NESHER sits between an agent's decision to act and the execution of that action. The pattern is consistent regardless of orchestration framework — intercept before the tool call fires, not after.

import { classify } from '@reshimu/nesher'

async function beforeToolCall(action: string, target: string) {
  const result = classify({ action, target })

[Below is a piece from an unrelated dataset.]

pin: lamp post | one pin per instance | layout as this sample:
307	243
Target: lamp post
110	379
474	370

  if (result.level === 'CRITICAL') {
    return {
      blocked: true,
      reason: result.reason,
      requiresManualReview: true
    }
  }

  if (result.level === 'RED') {
    return {
      blocked: true,
      reason: result.reason,
      awaitingConfirmation: true
    }
  }

  return { blocked: false, level: result.level }
}

With SHOR (grounding gate)

NESHER and SHOR compose. The recommended order is: classify the action's reversibility first (NESHER), then check grounding of the output that produced it (SHOR). An UNGROUNDED output that also proposes an irreversible action is caught by both gates.

import { classify as reversibility } from '@reshimu/nesher'
import { classify as grounding } from '@reshimu/shor'

async function intercept(action: string, output: string, sources: string[]) {
  const rev  = reversibility({ action, target: output })
  const gnd  = grounding({ output, sources })

  if (rev.level === 'CRITICAL' || gnd.level === 'UNGROUNDED') {
    return { blocked: true, rev, gnd }
  }

  return { blocked: false, rev, gnd }
}

Python agent loop

from reshimu_nesher import classify

def before_tool_call(action: str, target: str) -> dict:
    result = classify(action=action, target=target)

    if result.hold:
        raise ValueError(
            f"Blocked: {result.level} action. Reason: {result.reason}"
        )

    return {"level": result.level, "hold": result.hold}

Design constraints

No LLM calls. Using a language model to evaluate the reversibility of an action that another language model just proposed is a structural trap. The evaluator inherits the generator's biases — if the model wanted to take the action, it can rationalize why it is safe. NESHER uses a deterministic action taxonomy and pattern-matched classification. Same input, same result, every time, independent of the model that produced the action.
ConstraintReason
No LLM calls The evaluator must be independent of the model it is evaluating — shared failure modes defeat the gate
No native dependencies Runs in any runtime without compilation; no binding maintenance burden
Synchronous by default Sub-5ms on typical payloads; sits in the execution path, not a sidecar
Deterministic The irreversibility of an action does not change between runs; classifications must be stable

For the full reasoning behind the no-LLM constraint, see Why we don't trust LLMs to classify the call they're about to make.

Runtime stack

NESHER is the first of four runtime integrity validators — the Chayyot — that form the Reshimu agent governance stack.

ValidatorRoleStatus
NESHER Irreversibility classifier — stops unrecoverable actions before execution v0.1.0 live
SHOR Grounding validator — checks that outputs trace to source material v0.1.0 live
ARYEH Scope classifier — detects out-of-bounds tool calls and capability overreach in development
PANIM ADAM Gray-zone escalator — routes ambiguous actions to the right handler in development

Each validator is a zero-dependency library, usable independently. The Atzmut OS MCP server integrates all four into a single intercept layer.

For the architectural pattern underlying all four, see Bearers of the Throne.